There is a real danger in this type of market environment for confirmation bias to overrun your trading discipline. As an example, we saw the transportation stocks outperform on Thursday, which many bulls would point to as a clear positive. At the same time, bears would argue that technology stocks lagged, and consumer discretionary was noticeably weak when compared to defensive sectors like healthcare and utilities. Seeing as the market has essentially flopped around sideways since crashing last summer, there really is “something for everyone” to interpret in their favor or bias, and yet there has been no major breakout nor breakdown that has held true.

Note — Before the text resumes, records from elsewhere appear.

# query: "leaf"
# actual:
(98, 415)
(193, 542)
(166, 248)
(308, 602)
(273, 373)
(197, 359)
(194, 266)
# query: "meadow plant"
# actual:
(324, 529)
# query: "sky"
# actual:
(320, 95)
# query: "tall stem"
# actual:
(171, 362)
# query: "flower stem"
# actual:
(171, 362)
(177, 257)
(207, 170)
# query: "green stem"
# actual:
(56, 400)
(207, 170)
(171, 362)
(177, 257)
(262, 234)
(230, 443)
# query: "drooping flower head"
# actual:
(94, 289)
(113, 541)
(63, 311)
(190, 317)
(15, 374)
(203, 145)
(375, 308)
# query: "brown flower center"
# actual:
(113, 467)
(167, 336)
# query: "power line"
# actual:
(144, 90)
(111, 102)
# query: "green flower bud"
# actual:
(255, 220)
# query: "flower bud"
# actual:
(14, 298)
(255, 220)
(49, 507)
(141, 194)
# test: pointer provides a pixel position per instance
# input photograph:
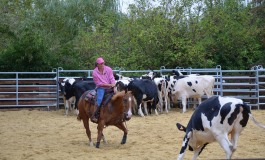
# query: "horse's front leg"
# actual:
(88, 132)
(100, 134)
(125, 132)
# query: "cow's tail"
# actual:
(255, 121)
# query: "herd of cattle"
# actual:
(213, 120)
(152, 90)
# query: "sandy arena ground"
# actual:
(49, 135)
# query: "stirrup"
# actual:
(94, 119)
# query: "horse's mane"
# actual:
(118, 95)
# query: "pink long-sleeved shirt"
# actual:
(106, 77)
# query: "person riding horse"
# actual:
(104, 80)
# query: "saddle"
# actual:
(91, 96)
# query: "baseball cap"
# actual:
(100, 60)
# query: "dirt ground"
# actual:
(49, 135)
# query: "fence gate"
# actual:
(28, 89)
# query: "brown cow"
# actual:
(115, 112)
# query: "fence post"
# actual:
(257, 86)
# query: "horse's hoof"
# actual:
(91, 144)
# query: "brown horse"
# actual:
(115, 112)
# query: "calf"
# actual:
(144, 90)
(213, 120)
(69, 100)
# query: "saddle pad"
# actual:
(90, 96)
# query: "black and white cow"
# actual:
(77, 89)
(192, 86)
(213, 120)
(69, 101)
(144, 90)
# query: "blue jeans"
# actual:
(100, 95)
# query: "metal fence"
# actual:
(34, 89)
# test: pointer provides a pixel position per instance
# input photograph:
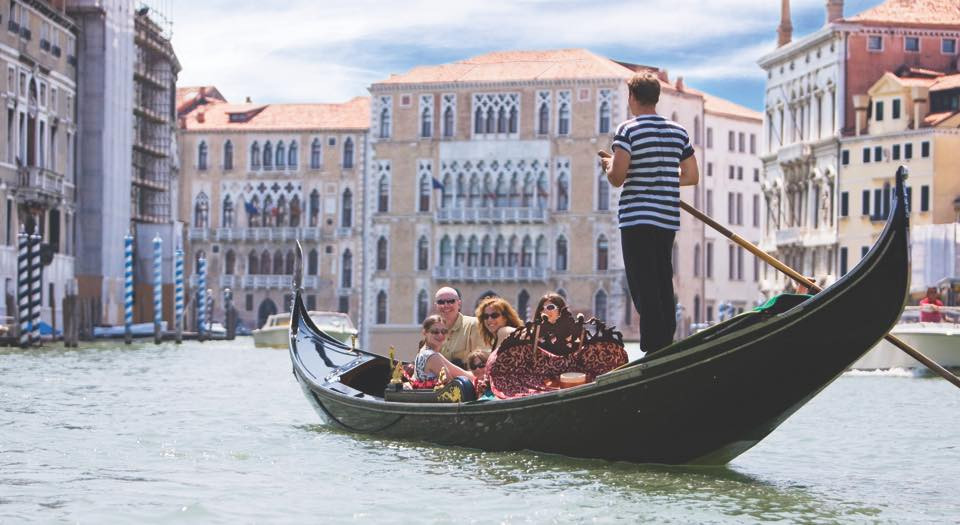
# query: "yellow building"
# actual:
(911, 119)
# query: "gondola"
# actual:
(703, 400)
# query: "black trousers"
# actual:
(647, 259)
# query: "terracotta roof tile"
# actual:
(351, 115)
(912, 13)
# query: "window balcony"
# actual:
(491, 215)
(481, 274)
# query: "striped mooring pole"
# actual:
(128, 288)
(157, 289)
(36, 286)
(23, 287)
(178, 294)
(201, 297)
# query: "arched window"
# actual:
(446, 252)
(523, 304)
(292, 157)
(230, 262)
(202, 152)
(600, 305)
(228, 155)
(313, 262)
(346, 269)
(382, 307)
(540, 260)
(602, 252)
(278, 263)
(346, 209)
(563, 119)
(603, 192)
(382, 253)
(348, 153)
(383, 195)
(314, 208)
(228, 212)
(561, 263)
(255, 156)
(423, 253)
(316, 154)
(265, 262)
(385, 123)
(563, 192)
(201, 211)
(604, 126)
(448, 122)
(543, 122)
(267, 156)
(281, 155)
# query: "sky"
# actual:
(309, 51)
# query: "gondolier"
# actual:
(652, 158)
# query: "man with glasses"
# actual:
(464, 330)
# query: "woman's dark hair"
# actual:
(551, 297)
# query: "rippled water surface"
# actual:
(220, 432)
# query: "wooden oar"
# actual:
(793, 274)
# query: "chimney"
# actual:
(834, 10)
(785, 31)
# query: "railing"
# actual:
(490, 274)
(491, 215)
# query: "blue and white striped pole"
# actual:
(178, 294)
(157, 289)
(23, 286)
(36, 286)
(201, 297)
(128, 288)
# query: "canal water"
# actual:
(221, 433)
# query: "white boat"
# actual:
(938, 341)
(275, 330)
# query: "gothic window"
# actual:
(292, 157)
(202, 155)
(201, 211)
(382, 307)
(346, 269)
(383, 195)
(346, 209)
(602, 251)
(228, 155)
(561, 264)
(267, 156)
(255, 156)
(423, 253)
(445, 252)
(382, 253)
(315, 154)
(313, 262)
(348, 153)
(230, 262)
(600, 305)
(227, 212)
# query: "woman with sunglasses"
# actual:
(429, 360)
(497, 320)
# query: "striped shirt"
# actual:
(651, 190)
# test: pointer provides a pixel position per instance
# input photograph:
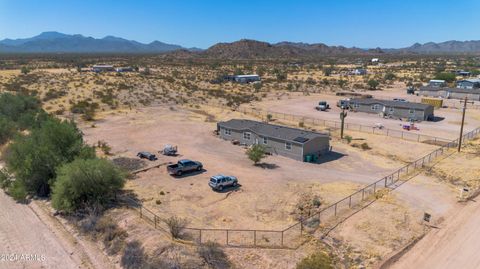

Hence, I am focused on keeping things simple with this market and not being too convoluted in my approach. Over the past week or two, I have noted the potentially massive inverse head and shoulders bottoming formation in the IYR, ETF for the real estate sector. As you can see below, now looks to be as good an opportunity as the bulls will have to run this thing up to at least the neckline at $58. If it triggers through $55/$56, then great. If not, then it would not surprise me to just see more of the same type of trend less action indefinitely.
Also note plenty of REIT’s have similar attractive setups as well, basing just above their respective moving averages. To go with the analogy that I have been making on my video recaps recently, I view the stocks on my watchlist as ornaments on a Christmas tree, not to be taken down and played with unless I have two compelling reasons: 1) The individual setups actually trigger a breakout higher, and 2) The broad market cooperates with the idea of breakout plays working well for more than just a few hours or one trading session.